Acocal-Juárez Erick, Márquez-Domínguez Luis, Vallejo-Ruíz Verónica, Cedillo Lilia, Santos-López Gerardo
Centro de Investigaciones en Ciencias Microbiológicas, Benemérita Universidad Autónoma de Puebla, Puebla Pue, Mexico.
Laboratorio de Biología Molecular y Virología, Centro de Investigación Biomédica de Oriente, Instituto Mexicano del Seguro Social, Puebla, Mexico.
Drug Healthc Patient Saf. 2024 Sep 14;16:105-113. doi: 10.2147/DHPS.S470868. eCollection 2024.
Influenza control demands multifaceted strategies, including antiviral drugs. Baloxavir, a recent addition to influenza treatment, acts as an inhibitor of the Polymerase acid (PA) component of the viral polymerase. However, mutations associated with resistance have been identified.
This study analyzed PA gene sequences of influenza A and B viruses (IAV and IBV, respectively) reported in the Americas, retrieved from databases published until May 2023, to identify primary markers of resistance to baloxavir.
PA gene sequences were obtained from the GISAID and NCBI databases, focusing on countries in the Americas with 500 or more sequences for IAV, and 50 or more sequences for IBV.
Of the 58,816 PA sequences analyzed for IAV, only 55 (0.1%) harbored resistance markers, representing approximately 1 in 1000 occurrence. The most frequent markers were I38V (21 cases) and I38M (7 cases) at position 38 of PA, followed by E199G (9 cases) at position 199. For IBV, 14,684 sequences were analyzed, of which only eight presented a resistance marker (0.05%). Five sequences had the M34I marker, while the remaining three had the I38V marker. While frequency of resistance markers in PA is comparable to other regions, these results highlight the need for enhanced sequencing efforts, particularly in Latin America. Such efforts would serve to intensify influenza surveillance and inform public health interventions.

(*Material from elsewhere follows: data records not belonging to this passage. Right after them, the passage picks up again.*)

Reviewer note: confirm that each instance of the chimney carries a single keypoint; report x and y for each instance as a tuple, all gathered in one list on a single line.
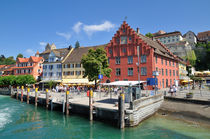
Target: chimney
[(137, 30)]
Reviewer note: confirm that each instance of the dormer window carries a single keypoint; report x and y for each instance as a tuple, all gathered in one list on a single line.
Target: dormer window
[(123, 40)]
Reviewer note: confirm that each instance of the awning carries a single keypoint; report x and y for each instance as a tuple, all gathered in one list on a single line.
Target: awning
[(77, 81), (45, 81), (123, 83)]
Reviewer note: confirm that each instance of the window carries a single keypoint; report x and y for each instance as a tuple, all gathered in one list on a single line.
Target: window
[(130, 71), (163, 82), (59, 66), (143, 59), (50, 67), (78, 72), (130, 59), (118, 72), (143, 71), (72, 73), (110, 50), (156, 59), (123, 40), (71, 65), (78, 65), (124, 50), (166, 72), (117, 60)]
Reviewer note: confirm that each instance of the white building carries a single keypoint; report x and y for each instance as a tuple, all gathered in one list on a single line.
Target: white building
[(52, 67)]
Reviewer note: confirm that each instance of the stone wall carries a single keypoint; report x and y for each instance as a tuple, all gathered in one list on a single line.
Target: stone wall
[(142, 109)]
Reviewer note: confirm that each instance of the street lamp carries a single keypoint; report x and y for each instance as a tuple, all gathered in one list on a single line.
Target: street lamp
[(138, 64)]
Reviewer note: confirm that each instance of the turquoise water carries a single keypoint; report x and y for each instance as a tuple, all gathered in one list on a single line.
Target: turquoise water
[(19, 120)]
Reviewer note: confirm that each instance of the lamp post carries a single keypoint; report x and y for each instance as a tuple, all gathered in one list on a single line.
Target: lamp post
[(138, 73)]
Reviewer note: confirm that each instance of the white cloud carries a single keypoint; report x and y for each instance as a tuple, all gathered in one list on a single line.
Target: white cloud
[(67, 36), (42, 43), (77, 27), (30, 52), (106, 26)]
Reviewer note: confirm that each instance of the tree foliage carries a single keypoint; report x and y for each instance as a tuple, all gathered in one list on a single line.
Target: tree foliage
[(77, 45), (150, 35), (202, 52), (94, 63), (17, 80), (7, 61)]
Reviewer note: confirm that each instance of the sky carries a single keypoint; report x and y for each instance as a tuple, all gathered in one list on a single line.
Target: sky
[(26, 26)]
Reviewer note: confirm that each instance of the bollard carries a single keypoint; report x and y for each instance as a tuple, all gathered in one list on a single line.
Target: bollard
[(17, 93), (28, 90), (91, 105), (67, 102), (36, 90), (22, 93), (47, 98), (121, 121)]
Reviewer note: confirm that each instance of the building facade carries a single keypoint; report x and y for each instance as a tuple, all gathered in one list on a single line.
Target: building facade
[(52, 67), (154, 56), (204, 36), (73, 70), (29, 66)]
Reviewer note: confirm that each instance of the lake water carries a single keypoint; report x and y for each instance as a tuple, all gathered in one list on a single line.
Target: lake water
[(19, 120)]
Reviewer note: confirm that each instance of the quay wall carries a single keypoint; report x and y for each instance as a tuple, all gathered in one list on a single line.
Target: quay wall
[(142, 109)]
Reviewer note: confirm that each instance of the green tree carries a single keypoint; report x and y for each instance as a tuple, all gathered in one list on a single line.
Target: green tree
[(77, 45), (19, 56), (150, 35), (94, 63)]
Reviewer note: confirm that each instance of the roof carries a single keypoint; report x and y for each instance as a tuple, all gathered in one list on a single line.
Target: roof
[(32, 58), (167, 34), (159, 48), (76, 54), (123, 83)]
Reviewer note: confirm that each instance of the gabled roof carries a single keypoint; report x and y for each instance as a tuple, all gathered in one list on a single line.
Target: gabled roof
[(76, 54), (32, 59), (167, 34)]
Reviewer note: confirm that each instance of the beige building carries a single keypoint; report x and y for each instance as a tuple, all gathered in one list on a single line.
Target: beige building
[(72, 69)]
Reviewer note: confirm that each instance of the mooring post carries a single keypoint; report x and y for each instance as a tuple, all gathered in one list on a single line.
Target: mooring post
[(36, 90), (47, 98), (67, 102), (121, 108), (21, 97), (91, 104), (17, 92), (28, 90)]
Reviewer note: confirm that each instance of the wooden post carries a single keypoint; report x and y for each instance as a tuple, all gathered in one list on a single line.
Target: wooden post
[(121, 108), (28, 90), (91, 104), (47, 99), (36, 90), (67, 102), (17, 93), (21, 98)]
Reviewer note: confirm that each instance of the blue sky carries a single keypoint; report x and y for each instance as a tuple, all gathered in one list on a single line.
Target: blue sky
[(27, 25)]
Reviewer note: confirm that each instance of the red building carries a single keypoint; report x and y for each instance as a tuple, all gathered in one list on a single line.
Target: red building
[(29, 66), (154, 56)]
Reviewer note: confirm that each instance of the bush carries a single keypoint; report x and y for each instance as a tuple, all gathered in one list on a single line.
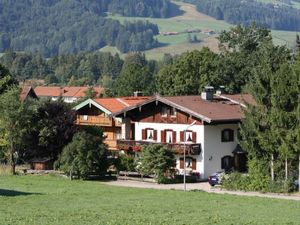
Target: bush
[(125, 162), (85, 155)]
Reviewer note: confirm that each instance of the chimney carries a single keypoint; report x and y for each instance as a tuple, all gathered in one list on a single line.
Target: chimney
[(138, 94), (208, 93), (221, 90)]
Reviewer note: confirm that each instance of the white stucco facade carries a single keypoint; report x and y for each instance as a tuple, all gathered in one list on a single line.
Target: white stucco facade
[(209, 136)]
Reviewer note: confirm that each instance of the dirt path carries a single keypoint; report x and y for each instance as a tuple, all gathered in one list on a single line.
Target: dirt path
[(190, 13), (204, 186)]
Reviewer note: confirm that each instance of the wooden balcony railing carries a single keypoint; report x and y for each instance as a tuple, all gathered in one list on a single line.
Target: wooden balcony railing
[(190, 148), (96, 120)]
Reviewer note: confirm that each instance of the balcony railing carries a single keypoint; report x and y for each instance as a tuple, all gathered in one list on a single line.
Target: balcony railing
[(178, 148), (96, 120)]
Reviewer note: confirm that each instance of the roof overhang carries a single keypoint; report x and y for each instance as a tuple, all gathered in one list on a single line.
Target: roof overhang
[(158, 98), (91, 102)]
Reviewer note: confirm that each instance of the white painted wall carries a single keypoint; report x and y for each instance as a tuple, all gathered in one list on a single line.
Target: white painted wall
[(214, 149), (199, 129)]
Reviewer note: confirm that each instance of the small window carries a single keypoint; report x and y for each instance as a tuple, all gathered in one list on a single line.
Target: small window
[(164, 111), (173, 112), (227, 135)]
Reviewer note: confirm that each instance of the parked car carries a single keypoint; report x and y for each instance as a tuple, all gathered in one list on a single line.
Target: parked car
[(215, 178)]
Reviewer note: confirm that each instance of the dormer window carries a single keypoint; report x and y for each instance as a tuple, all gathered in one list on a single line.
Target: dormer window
[(227, 135), (164, 111)]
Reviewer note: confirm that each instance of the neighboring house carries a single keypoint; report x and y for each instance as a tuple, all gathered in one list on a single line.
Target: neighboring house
[(97, 112), (68, 94), (209, 143), (27, 91)]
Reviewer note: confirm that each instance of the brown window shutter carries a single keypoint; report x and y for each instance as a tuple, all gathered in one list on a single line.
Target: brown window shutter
[(182, 136), (193, 164), (194, 137), (181, 163), (174, 137), (163, 138), (144, 133), (155, 135)]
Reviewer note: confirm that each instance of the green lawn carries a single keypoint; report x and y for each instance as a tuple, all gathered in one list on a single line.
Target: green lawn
[(54, 200)]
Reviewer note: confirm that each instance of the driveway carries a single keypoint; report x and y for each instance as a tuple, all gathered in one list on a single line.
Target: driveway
[(203, 186)]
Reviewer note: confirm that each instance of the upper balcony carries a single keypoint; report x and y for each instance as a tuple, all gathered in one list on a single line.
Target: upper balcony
[(97, 121), (178, 148)]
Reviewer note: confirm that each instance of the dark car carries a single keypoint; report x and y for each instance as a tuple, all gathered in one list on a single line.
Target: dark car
[(215, 178)]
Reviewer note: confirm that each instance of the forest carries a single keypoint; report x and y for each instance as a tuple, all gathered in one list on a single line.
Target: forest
[(52, 27), (277, 17)]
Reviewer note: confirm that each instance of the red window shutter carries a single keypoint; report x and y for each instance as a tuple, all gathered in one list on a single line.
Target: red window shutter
[(174, 137), (144, 134), (163, 138), (181, 163), (193, 164), (155, 135), (194, 137), (182, 136)]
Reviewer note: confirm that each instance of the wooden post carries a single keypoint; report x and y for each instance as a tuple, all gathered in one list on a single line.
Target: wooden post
[(272, 167), (286, 169), (299, 174)]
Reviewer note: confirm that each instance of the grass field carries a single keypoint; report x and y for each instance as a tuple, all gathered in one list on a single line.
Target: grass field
[(53, 200), (191, 18)]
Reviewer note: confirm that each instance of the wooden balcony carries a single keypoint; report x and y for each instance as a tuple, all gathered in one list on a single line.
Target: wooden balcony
[(97, 121), (178, 148)]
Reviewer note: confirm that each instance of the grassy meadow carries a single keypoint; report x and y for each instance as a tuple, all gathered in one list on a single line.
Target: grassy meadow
[(192, 19), (55, 200)]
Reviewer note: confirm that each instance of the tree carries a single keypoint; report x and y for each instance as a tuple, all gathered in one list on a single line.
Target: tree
[(5, 79), (15, 119), (157, 160), (86, 154), (53, 129)]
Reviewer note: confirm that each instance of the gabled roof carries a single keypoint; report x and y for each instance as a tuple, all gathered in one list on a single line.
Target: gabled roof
[(220, 109), (76, 92), (112, 105), (27, 91)]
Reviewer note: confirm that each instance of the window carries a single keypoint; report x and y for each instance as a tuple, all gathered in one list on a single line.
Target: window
[(150, 134), (164, 111), (169, 136), (173, 112), (227, 135)]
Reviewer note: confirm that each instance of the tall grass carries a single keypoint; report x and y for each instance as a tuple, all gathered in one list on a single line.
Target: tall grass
[(5, 169)]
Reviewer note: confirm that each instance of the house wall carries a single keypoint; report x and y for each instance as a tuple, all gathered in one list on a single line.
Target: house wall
[(199, 129), (214, 149)]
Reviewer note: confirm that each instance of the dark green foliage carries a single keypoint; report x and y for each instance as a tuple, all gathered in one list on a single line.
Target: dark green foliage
[(53, 127), (157, 160), (15, 121), (277, 17), (136, 75), (62, 27), (85, 155), (126, 162), (6, 80)]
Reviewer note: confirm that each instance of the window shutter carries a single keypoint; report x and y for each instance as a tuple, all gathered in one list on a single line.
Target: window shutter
[(193, 164), (144, 133), (155, 135), (181, 163), (182, 136), (194, 137), (174, 137), (162, 136)]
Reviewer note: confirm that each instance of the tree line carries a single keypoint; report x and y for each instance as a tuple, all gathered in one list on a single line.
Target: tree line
[(63, 27), (278, 17)]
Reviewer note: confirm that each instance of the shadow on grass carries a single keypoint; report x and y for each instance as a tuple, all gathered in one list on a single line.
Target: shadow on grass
[(13, 193)]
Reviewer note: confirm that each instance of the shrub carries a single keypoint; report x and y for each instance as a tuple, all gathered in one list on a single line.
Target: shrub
[(86, 154)]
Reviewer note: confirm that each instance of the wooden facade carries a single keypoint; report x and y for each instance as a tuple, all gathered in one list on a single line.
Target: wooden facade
[(92, 116)]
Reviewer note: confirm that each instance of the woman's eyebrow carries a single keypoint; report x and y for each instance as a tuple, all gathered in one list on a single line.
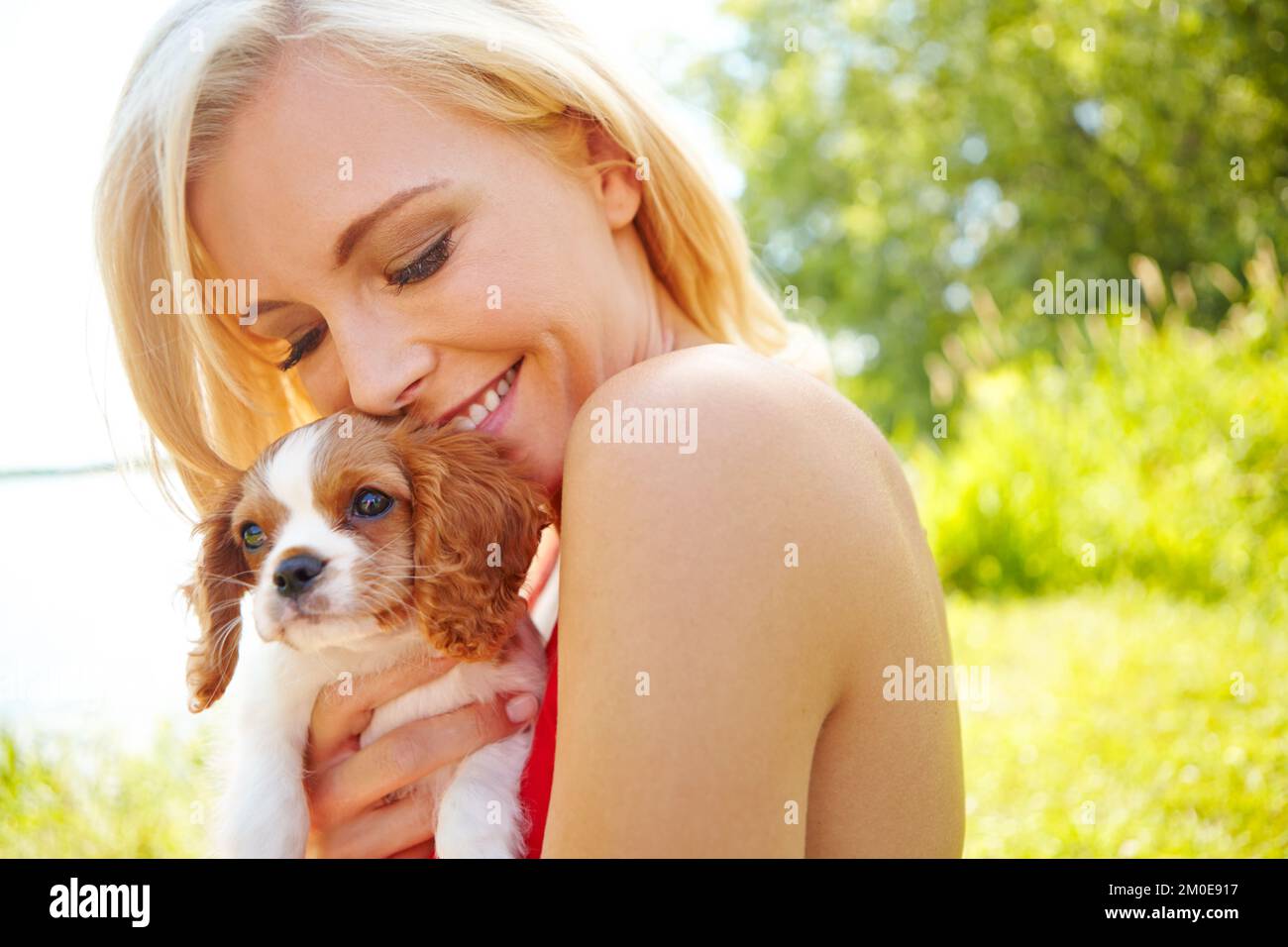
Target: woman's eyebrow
[(359, 228)]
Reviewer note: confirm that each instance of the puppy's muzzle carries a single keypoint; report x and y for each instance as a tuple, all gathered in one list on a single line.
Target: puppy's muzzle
[(294, 575)]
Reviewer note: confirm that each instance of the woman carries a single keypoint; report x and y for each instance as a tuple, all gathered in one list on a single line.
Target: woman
[(426, 195)]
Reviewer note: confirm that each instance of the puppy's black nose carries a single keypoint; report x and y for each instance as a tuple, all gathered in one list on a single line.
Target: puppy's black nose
[(295, 575)]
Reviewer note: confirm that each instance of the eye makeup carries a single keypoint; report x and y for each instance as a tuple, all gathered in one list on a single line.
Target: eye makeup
[(303, 346), (424, 265)]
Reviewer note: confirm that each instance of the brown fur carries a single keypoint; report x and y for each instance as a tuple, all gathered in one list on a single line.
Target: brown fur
[(455, 495), (215, 592)]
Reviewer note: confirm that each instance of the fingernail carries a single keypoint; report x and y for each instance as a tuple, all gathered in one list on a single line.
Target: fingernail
[(522, 707)]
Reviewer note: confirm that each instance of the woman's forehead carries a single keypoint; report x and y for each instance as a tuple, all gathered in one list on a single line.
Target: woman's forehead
[(314, 151)]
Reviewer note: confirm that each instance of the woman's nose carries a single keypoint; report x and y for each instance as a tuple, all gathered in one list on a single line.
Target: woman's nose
[(382, 373)]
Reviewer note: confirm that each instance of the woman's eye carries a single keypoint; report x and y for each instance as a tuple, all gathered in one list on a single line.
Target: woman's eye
[(370, 504), (253, 536), (303, 346), (425, 265)]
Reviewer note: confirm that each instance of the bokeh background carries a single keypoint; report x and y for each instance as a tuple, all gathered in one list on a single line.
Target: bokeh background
[(1106, 497)]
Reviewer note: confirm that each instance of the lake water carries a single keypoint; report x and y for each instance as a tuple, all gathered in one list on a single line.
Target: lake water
[(93, 631)]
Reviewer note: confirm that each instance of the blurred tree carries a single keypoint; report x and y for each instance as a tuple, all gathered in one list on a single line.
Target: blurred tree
[(901, 155)]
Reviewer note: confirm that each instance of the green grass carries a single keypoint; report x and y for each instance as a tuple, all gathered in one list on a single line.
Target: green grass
[(86, 799), (1115, 697), (1124, 701)]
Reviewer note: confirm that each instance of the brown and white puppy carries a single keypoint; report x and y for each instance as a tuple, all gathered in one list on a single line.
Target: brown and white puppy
[(365, 543)]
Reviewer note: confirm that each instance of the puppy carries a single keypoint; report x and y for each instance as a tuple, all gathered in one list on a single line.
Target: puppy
[(366, 543)]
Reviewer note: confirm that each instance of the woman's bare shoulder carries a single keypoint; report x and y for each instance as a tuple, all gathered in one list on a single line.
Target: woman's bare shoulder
[(730, 534)]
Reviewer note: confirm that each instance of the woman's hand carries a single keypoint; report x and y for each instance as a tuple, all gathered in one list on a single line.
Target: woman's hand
[(347, 785)]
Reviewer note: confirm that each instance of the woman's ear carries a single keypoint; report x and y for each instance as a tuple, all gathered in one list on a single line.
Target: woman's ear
[(476, 525), (619, 184), (215, 592)]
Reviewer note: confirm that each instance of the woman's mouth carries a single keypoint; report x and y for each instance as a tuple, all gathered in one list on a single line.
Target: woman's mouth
[(483, 408)]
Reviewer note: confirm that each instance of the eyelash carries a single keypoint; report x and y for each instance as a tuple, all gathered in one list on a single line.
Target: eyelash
[(424, 266), (303, 346)]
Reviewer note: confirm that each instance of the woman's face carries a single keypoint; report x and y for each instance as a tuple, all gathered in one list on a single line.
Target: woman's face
[(412, 257)]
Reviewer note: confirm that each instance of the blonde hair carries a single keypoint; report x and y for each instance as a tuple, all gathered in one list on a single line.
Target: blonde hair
[(518, 63)]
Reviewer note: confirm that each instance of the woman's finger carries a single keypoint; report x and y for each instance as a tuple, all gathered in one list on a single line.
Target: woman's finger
[(340, 712), (400, 830), (406, 754)]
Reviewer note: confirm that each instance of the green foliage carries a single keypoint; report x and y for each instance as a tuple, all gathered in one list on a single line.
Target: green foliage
[(1125, 724), (1167, 451), (1057, 158), (78, 799)]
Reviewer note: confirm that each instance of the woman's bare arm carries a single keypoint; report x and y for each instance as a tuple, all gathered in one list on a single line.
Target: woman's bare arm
[(697, 663)]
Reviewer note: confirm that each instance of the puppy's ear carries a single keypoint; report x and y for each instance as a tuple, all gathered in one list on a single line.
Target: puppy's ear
[(215, 592), (477, 525)]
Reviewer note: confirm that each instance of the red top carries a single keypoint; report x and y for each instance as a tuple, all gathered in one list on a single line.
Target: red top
[(537, 776)]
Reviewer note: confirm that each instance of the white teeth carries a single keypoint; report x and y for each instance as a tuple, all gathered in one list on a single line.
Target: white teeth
[(477, 414)]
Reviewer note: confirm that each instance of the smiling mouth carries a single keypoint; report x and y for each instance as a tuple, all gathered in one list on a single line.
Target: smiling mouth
[(472, 412)]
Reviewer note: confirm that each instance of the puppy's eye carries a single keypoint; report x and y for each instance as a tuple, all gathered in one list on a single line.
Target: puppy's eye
[(370, 504)]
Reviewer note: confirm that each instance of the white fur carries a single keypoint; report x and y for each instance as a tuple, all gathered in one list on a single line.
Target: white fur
[(265, 810)]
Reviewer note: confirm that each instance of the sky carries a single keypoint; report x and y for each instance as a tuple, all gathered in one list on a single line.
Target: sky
[(67, 402)]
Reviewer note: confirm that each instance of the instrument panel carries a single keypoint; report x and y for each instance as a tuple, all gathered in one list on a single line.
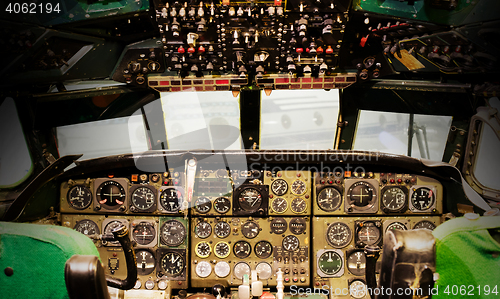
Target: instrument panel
[(312, 225)]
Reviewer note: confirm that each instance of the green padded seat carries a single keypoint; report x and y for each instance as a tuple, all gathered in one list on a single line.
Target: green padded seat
[(32, 259), (467, 256)]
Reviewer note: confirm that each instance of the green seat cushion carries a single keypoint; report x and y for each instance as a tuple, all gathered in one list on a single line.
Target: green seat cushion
[(468, 256), (37, 255)]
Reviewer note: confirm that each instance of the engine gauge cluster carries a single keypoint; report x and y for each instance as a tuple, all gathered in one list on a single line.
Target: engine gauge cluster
[(290, 192)]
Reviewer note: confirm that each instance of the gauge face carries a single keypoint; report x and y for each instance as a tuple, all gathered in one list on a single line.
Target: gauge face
[(279, 187), (241, 269), (108, 230), (298, 187), (143, 198), (330, 262), (173, 233), (356, 262), (425, 225), (361, 195), (250, 199), (329, 199), (79, 197), (242, 249), (394, 199), (278, 225), (145, 262), (203, 249), (203, 205), (291, 243), (144, 233), (172, 263), (298, 205), (422, 198), (203, 229), (357, 289), (87, 227), (395, 225), (265, 270), (297, 225), (203, 269), (222, 269), (250, 229), (369, 233), (338, 234), (222, 229), (170, 200), (111, 194), (222, 205), (263, 249), (279, 205), (222, 250)]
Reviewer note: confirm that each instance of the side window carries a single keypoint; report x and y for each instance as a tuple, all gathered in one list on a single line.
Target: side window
[(15, 159)]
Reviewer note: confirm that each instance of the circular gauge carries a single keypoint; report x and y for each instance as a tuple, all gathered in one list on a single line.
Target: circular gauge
[(357, 289), (278, 225), (329, 199), (356, 262), (298, 187), (203, 249), (264, 270), (242, 249), (173, 233), (279, 205), (145, 262), (395, 225), (143, 198), (361, 195), (203, 205), (108, 230), (172, 263), (203, 229), (250, 199), (279, 187), (250, 229), (369, 233), (222, 205), (222, 269), (263, 249), (170, 200), (222, 250), (291, 243), (203, 269), (297, 225), (222, 229), (422, 198), (330, 262), (394, 199), (241, 269), (425, 225), (144, 233), (79, 197), (338, 234), (111, 194), (298, 205), (87, 227)]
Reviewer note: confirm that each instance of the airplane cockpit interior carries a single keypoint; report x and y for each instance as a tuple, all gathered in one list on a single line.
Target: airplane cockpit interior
[(258, 149)]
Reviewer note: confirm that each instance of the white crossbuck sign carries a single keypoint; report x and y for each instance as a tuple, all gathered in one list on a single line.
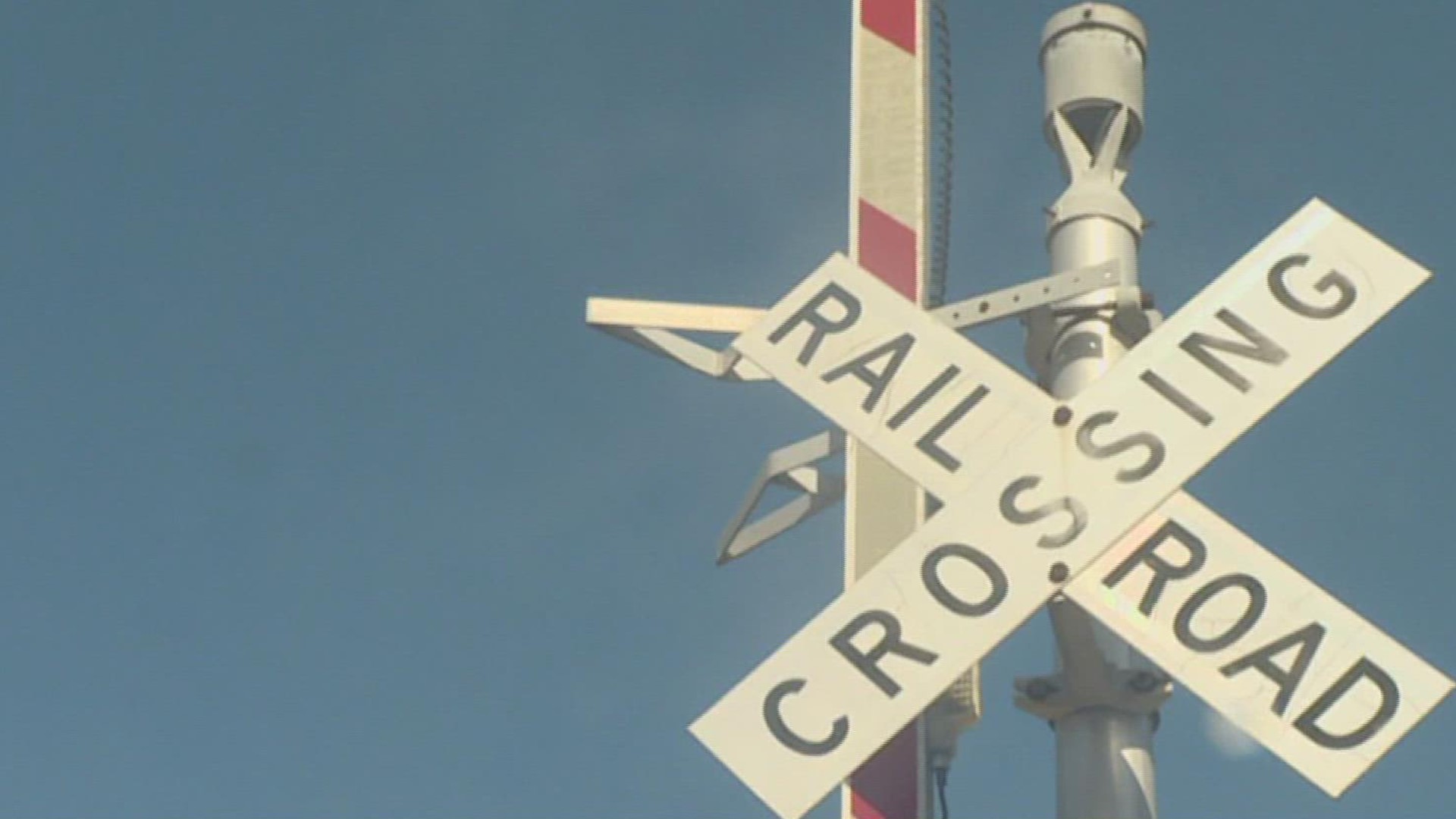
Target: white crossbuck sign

While baloxavir demonstrates efficacy against influenza, resistance markers have been identified, including pre-existing ones. Our study adds eight (IAV: six and IBV: two) new spontaneously occurring substitutions to the existing literature, highlighting the need for continued surveillance. Among these, I38M stands out due to its significant tenfold reduction in drug susceptibility. Therefore, vigilant monitoring of these resistance markers in IAV and IBV remains crucial for maintaining baloxavir's effectiveness and informing future public health interventions.
流感防控需要多方面策略,包括使用抗病毒药物。巴洛沙韦是近期用于流感治疗的药物,它作为病毒聚合酶的酸性聚合酶(PA)成分的抑制剂。然而,已发现与耐药性相关的突变。
本研究分析了从截至2023年5月发布的数据库中检索到的美洲地区报告的甲型和乙型流感病毒(分别为IAV和IBV)的PA基因序列,以确定对巴洛沙韦耐药的主要标志物。
PA基因序列从GISAID和NCBI数据库获取,重点关注美洲地区IAV序列数达500条或以上、IBV序列数达50条或以上的国家。
在分析的58816条IAV的PA序列中,仅有55条(0.1%)含有耐药标志物,发生率约为千分之一。最常见的标志物是PA第38位的I38V(21例)和I38M(7例),其次是第199位的E199G(9例)。对于IBV,分析了14684条序列,其中仅有8条呈现耐药标志物(0.05%)。5条序列有M34I标志物,其余3条有I38V标志物。虽然PA中耐药标志物的频率与其他地区相当,但这些结果凸显了加强测序工作的必要性,尤其是在拉丁美洲。此类工作将有助于加强流感监测并为公共卫生干预提供信息。
虽然巴洛沙韦对流感显示出疗效,但已发现耐药标志物,包括既往存在的标志物。我们的研究在现有文献基础上增加了8个(IAV:6个,IBV:2个)新的自发出现的替代突变位点,凸显了持续监测的必要性。其中,I38M因其药物敏感性显著降低十倍而格外突出。因此,对IAV和IBV中这些耐药标志物的密切监测对于维持巴洛沙韦的有效性以及为未来公共卫生干预提供信息仍然至关重要。